Il direttore dell’Istituto Mario Negri al CorSera: “Bisognerebbe dire quanto Covid-19 c’è nelle nuove positività. Nei test di marzo i campioni erano pieni di RNA”
In un’intervista al Corriere della Sera, il direttore dell’Istituto Mario Negri, Giuseppe Remuzzi, si sofferma sulla necessità che le informazioni provenienti dal Governo e dall’Istituto Superiore di Sanità siano più puntuali. E che smettano di terrorizzare la cittadinanza. Anche rispetto a quanto accade in Lombardia, dove ogni giorno si concentrano il 70-80% dei contagi nazionali.
«Bisogna spiegare cosa sta succedendo alla gente, che giustamente si spaventa quando sente quei dati».
L’Istituto Mario Negri, spiega, sta per pubblicare uno studio che aiuterà a capire molte cose. Per dettagliare i risultati della ricerca, Remuzzi spiega il funzionamento dei tamponi.
«Per la ricerca del virus si usa la tecnica della reazione a catena della polimerasi (Pcr), in grado di amplificare alcuni specifici frammenti di Dna in un campione biologico. Per il Covid-19, funziona così. Il genoma del coronavirus presente sui tamponi, ovvero l’Rna, viene trascritto a Dna e amplificato mediante tecnica Pcr, che aumenta enormemente il materiale genetico di partenza. Più elevato è il contenuto sul tampone di Rna, quindi di virus, e meno dovrà essere amplificato».
La ricerca del Mario Megri è effettuata su 133 ricercatori dell’Istituto e 298 dipendenti della Brembo.

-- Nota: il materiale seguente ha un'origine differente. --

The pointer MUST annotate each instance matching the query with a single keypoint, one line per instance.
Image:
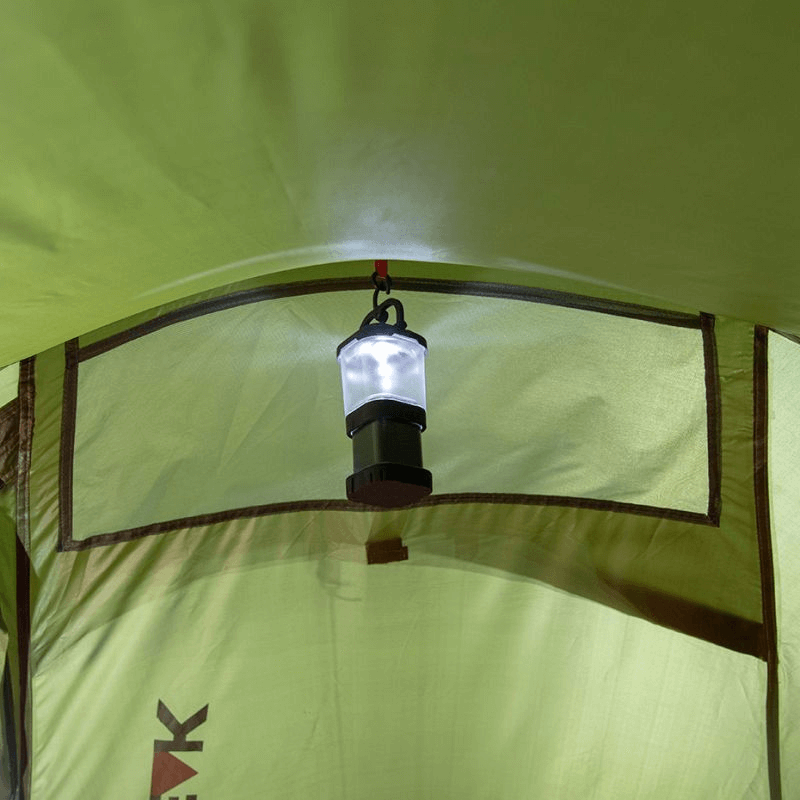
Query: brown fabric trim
(718, 627)
(507, 291)
(26, 424)
(713, 418)
(10, 728)
(764, 532)
(792, 337)
(69, 410)
(9, 443)
(474, 288)
(202, 520)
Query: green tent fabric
(590, 213)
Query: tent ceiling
(154, 149)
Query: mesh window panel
(243, 407)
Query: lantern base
(389, 485)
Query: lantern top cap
(381, 329)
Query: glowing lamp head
(382, 365)
(383, 384)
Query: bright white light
(390, 367)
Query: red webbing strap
(382, 267)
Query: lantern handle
(382, 283)
(380, 313)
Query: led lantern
(383, 383)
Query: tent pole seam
(764, 533)
(23, 570)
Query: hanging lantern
(383, 383)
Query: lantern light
(383, 384)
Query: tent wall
(524, 649)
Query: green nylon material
(155, 149)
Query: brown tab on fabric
(386, 551)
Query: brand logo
(168, 770)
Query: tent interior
(590, 213)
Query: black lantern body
(383, 383)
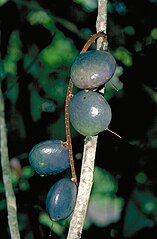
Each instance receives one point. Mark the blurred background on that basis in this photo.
(39, 41)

«In tutto, quaranta casi di tamponi positivi. Ma la positività di questi tamponi emergeva solo con cicli di amplificazione molto alti, tra 34 e 38 cicli, che corrispondono a meno di diecimila copie di Rna virale. Significa che sono casi di positività con una carica virale molto bassa, non contagiosa. Li chiamiamo contagi, ma sono persone positive al tampone. Commentare quei dati che vengono forniti ogni giorno è inutile, perché si tratta di positività che non hanno ricadute nella vita reale».
Sotto le centomila copie di Rna, continua,
«non c’è sostanziale rischio di contagio, secondo un lavoro appena pubblicato da Nature e confermato da diversi altri studi. Quindi, nessuno dei “nostri” 40 positivi risulterebbe contagioso. Questo significa che il numero dei nuovi casi può riguardare persone che hanno nel tampone così poco Rna da non riuscire neppure a infettare le cellule. A contatto con l’Rna dei veri positivi, quelli di marzo e inizio aprile, le cellule invece morivano in poche ore».
Stessi risultati ha dato un altro studio, effettuato in Corea dal Center for Disease Prevention.
«Su 285 persone asintomatiche positive, ha rintracciato 790 loro contatti diretti. Quante nuove positività? Zero. E le risparmio altri studi che vanno in questa direzione».
Sono tutte cose che l’Istituto Superiore di Sanità e il Governo dovrebbero spiegare, continua.
«Una positività inferiore alle centomila copie non è contagiosa, quindi non ha senso stare a casa, isolare, così come non è più troppo utile fare dei tracciamenti che andavano bene all’inizio dell’epidemia».
L’esorbitante numero di casi che si registra in Lombardia è dovuto solo al fatto che nella regione il virus è circolato molto.
«e questi sono i residui di quella diffusione».
I 216 nuovi casi in Lombardia su 333 in tutta Italia non devono dunque preoccupare.
«No, se sono positivi allo stesso modo di quelli della nostra ricerca, ovvero con una positività ridicolmente inferiore a centomila. Perché non possono contagiare gli altri».
Per capire se possono o meno farlo, conclude,
«Bisogna dire quanto Covid-19 c’è nelle nuove positività. E quello che sto chiedendo. Il virus è lo stesso, certo. Ma per ragioni che nessuno conosce, e forse per questo c’è molta difficoltà ad ammetterlo, in quei tamponi ce n’è poco, molto meno di prima. E di questo va tenuto conto».